Friday, December 24, 2010

The Cinder Buggy - Part 6 - the seeds of the iron industry (chapter IV)

Click here for Parts 1, 2, 3, 4 and 5 of my review of The Cinder Buggy.

Chapter IV described the characters of Aaron Breakspeare and Enoch Gib as they grew up. They were competitive, but with opposite personalities. Their childhood was defined by a series of competitions/confrontations:

They were never friends. They were rivals, unable to conceal or control their rivalry, the essence of which was antagonism. But they were inseperable. They could not let each other alone.
(p. 18)

Garrett's most interesting quote from this chapter described Enoch Gib's method of enduring the confrontations with Aaron:
Instinctively he knew that the way to save oneself in a trial of endurance is to keep one's mind not on one's own discomfort but on the agony of one's adversary.
(p. 18)

By the end of the fourth chapter, the two had reached age 21, and had resolved to go into business together. The iron industry had not yet begun, although each of them owned substantial iron ore land holdings. They envisioned the existing town being replaced by a new industrial city:
In its place will be a city that shall walk out of those mountains, - a city of furnaces, full of roaring and the clangor of metal, flaming and smoking to heaven. Your father and my grandfather imagined it. They could not themselves bring it to pass. It was not for their time. They left it for us to do. We have a destiny here. Let's take it together.
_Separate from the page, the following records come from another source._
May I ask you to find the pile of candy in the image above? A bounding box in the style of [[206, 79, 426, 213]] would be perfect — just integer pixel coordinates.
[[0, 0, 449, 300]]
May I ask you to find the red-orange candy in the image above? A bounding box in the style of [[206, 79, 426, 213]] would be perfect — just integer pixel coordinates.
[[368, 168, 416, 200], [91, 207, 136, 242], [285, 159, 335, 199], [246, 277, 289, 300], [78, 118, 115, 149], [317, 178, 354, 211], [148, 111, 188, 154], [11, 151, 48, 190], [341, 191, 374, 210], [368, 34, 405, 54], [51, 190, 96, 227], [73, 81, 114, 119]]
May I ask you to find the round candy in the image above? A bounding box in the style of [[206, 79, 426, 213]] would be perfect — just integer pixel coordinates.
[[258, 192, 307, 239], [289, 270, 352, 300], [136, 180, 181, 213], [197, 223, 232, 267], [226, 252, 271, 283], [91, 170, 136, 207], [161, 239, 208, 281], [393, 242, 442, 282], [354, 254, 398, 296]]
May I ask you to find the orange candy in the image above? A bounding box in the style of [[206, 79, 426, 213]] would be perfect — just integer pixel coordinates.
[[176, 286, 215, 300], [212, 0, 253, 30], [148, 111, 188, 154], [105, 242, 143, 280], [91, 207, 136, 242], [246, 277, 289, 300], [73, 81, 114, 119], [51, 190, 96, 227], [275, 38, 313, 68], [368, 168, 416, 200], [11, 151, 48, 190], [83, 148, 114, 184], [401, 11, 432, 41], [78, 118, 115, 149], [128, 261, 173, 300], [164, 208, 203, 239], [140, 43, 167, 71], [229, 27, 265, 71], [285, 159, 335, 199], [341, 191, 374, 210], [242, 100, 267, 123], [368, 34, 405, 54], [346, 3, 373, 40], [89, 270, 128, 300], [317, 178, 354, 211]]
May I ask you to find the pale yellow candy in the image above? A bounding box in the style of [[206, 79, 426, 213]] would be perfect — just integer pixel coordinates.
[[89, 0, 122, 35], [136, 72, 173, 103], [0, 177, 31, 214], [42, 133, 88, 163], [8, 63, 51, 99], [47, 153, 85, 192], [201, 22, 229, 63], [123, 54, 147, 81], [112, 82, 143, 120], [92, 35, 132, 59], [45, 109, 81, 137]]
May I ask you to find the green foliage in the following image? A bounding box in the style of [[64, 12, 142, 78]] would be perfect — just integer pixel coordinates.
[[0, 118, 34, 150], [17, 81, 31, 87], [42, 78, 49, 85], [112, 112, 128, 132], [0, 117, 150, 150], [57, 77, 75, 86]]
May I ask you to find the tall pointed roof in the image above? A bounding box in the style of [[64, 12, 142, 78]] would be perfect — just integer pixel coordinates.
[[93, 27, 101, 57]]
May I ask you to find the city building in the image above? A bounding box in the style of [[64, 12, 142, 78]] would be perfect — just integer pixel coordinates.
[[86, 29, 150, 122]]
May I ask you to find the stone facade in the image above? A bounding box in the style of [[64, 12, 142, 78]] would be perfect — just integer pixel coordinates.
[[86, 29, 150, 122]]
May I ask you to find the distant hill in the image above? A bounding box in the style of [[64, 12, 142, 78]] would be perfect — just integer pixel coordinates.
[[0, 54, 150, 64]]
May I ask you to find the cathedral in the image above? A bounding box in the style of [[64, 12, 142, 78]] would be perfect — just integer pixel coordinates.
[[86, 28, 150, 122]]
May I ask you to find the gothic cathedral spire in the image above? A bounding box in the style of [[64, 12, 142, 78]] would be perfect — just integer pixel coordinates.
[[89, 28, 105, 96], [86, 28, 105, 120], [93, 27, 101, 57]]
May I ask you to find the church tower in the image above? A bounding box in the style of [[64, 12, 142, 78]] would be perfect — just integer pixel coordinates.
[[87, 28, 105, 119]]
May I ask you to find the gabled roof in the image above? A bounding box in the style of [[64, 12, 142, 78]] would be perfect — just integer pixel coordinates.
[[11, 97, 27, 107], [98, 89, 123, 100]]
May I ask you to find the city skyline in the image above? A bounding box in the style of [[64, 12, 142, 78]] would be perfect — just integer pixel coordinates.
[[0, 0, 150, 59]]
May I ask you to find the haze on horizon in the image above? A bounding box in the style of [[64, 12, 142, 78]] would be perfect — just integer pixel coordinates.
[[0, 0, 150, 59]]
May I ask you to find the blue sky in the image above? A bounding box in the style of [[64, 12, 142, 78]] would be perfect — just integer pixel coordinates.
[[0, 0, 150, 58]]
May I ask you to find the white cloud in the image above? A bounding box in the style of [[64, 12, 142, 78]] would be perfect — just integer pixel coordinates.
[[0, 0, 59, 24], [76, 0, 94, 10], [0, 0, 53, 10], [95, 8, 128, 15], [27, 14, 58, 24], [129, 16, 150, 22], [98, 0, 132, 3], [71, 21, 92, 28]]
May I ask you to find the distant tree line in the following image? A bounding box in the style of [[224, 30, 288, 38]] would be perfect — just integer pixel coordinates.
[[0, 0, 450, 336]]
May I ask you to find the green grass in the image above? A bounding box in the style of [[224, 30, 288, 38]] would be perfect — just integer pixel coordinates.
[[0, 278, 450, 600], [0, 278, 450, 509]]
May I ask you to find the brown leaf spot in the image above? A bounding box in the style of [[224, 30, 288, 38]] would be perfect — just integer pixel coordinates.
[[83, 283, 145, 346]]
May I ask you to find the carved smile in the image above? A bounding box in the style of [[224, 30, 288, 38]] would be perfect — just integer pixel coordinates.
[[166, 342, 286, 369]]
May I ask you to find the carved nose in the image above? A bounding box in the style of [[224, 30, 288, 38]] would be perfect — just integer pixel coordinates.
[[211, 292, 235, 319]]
Let's form a partnership and found an iron industry.
(p. 26 - quoting Aaron)

Garrett did not identify the year, but it had to be in the early part of the 19th century - almost 100 years before Garrett's description of the modern (1920's) New Damascus and the mystery surrounding the disappearance of the iron industry.

I find it refreshing to read a story where characters discuss industry (including the "flaming and smoking") without lamenting over the environment or "global warming." It is refreshing also to read of characters discussing the formation of industry without babbling about how many "jobs" they will "create" like some modern pandering politician or a "journalist" who thinks about economics (if at all) backwards.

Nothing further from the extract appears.